Exposure to PM and O3 for 1 day had greater effects on tear cytokines, such as PM2.5 and IL-6 [β = 0.014 (95% CI: 0.001–0.027), p = 0.035], IL-8 [β = 0.016 (95% CI: 0.003–0.029), p = 0.013], VEGF [β = 0.011 (95% CI: 0.000–0.022), p = 0.044]; PM10 and IL-6 [β = 0.019 (95% CI: 0.006–0.033), p = 0.006], IL-8 [β = 0.008 (95% CI: 0.001–0.016), p = 0.034]; O3 and IL-6 [β = 0.005 (95% CI: 0.000–0.010), p = 0.041]. Higher PM exposures were associated with increased IL-1β concentration for 1 week [PM2.5: β = 0.009 (95% CI: 0.001–0.018), p = 0.033; PM10: β = 0.008 (95% CI: 0.001–0.014), p = 0.017]. However, exposure to NO2 for 1 month had greater effects on tear cytokines, such as NO2 and IL-6 [β = 0.045 (95% CI: 0.018–0.072), p = 0.001], NO2 and IL-8 [β = 0.023 (95% CI: 0.002–0.043), p = 0.029].
Discussion
The multicenter prospective cohort study found that higher PM2.5, O3, and SO2 exposures could increase ocular surface discomfort, aggravate tear film stability, and deteriorate ocular surface damage.
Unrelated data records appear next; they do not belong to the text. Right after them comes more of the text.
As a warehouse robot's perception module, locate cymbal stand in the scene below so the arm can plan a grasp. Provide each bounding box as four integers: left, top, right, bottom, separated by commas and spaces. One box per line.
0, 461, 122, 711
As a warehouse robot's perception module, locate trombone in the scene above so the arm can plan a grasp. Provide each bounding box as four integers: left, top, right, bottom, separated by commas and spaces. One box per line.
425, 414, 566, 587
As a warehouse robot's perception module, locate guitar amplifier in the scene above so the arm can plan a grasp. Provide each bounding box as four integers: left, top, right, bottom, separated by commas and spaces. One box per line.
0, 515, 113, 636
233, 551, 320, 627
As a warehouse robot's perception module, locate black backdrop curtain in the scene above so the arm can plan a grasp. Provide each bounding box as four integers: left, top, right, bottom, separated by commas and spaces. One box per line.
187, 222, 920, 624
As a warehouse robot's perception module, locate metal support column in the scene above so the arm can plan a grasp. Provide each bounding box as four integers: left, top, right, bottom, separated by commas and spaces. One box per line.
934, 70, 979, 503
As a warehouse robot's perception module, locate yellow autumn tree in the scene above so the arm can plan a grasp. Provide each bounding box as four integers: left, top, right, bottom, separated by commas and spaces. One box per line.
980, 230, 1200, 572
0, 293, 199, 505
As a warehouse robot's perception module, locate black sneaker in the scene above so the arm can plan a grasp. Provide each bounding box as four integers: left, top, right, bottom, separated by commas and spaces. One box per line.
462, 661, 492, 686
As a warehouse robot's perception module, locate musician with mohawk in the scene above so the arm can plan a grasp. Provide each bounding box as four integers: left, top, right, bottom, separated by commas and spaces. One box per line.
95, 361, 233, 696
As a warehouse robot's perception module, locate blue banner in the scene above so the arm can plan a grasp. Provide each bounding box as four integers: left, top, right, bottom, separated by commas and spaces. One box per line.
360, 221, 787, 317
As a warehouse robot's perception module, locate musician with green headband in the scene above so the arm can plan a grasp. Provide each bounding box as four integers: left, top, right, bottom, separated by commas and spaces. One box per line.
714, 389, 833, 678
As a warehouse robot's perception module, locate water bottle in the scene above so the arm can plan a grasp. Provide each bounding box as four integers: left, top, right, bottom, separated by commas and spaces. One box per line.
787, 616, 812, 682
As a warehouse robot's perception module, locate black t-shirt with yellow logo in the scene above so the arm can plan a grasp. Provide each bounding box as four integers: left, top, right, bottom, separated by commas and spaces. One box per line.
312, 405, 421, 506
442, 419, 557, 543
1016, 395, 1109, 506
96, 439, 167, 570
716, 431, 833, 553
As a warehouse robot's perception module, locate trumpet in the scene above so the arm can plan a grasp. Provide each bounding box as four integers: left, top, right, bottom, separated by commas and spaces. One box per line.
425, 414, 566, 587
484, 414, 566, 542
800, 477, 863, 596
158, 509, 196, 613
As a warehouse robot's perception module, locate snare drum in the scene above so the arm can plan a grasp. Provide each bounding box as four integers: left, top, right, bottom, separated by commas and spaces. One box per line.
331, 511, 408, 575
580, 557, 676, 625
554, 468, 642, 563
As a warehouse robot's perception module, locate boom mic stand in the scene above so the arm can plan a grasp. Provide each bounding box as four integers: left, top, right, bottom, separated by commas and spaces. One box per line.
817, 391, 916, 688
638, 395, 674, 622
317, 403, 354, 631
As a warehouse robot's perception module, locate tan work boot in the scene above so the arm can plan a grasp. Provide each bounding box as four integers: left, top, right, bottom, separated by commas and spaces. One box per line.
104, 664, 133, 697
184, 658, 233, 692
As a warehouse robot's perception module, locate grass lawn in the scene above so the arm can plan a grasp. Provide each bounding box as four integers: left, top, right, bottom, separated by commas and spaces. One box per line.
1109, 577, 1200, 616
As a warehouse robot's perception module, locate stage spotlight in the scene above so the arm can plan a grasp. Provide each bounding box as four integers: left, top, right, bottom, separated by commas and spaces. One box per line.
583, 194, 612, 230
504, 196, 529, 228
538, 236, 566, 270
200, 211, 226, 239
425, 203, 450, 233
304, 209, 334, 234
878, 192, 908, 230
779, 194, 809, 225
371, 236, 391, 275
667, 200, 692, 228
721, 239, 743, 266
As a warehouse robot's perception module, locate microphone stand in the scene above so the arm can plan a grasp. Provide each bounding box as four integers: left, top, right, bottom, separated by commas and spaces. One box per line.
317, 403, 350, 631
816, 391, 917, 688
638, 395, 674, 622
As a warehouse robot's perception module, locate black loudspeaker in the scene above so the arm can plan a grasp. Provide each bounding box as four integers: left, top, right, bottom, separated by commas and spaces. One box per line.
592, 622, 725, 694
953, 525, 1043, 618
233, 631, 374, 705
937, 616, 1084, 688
Increased PM10 concentration also led tear film instability and ocular injury, however, it was not associated with an increased OSDI score. Increased O3 and NO2 concentrations decreased tear secretion, higher PM2.5 level increased ST while decreased TMH. Exposure to high levels of air pollutants (except SO2) also aggravated meibomian gland dysfunction (MGD) and upregulated tear inflammatory cytokine concentrations. Interestingly, the time windows of different air pollutants exposure on different DED parameters were diverse. Exposure to air pollutants for 1 week before the examination had the greatest effects on the discomforts and clinical data of DED, while exposure to air pollution for 1 month and 1 day showed more apparently influences on MG functions and tear cytokines, respectively.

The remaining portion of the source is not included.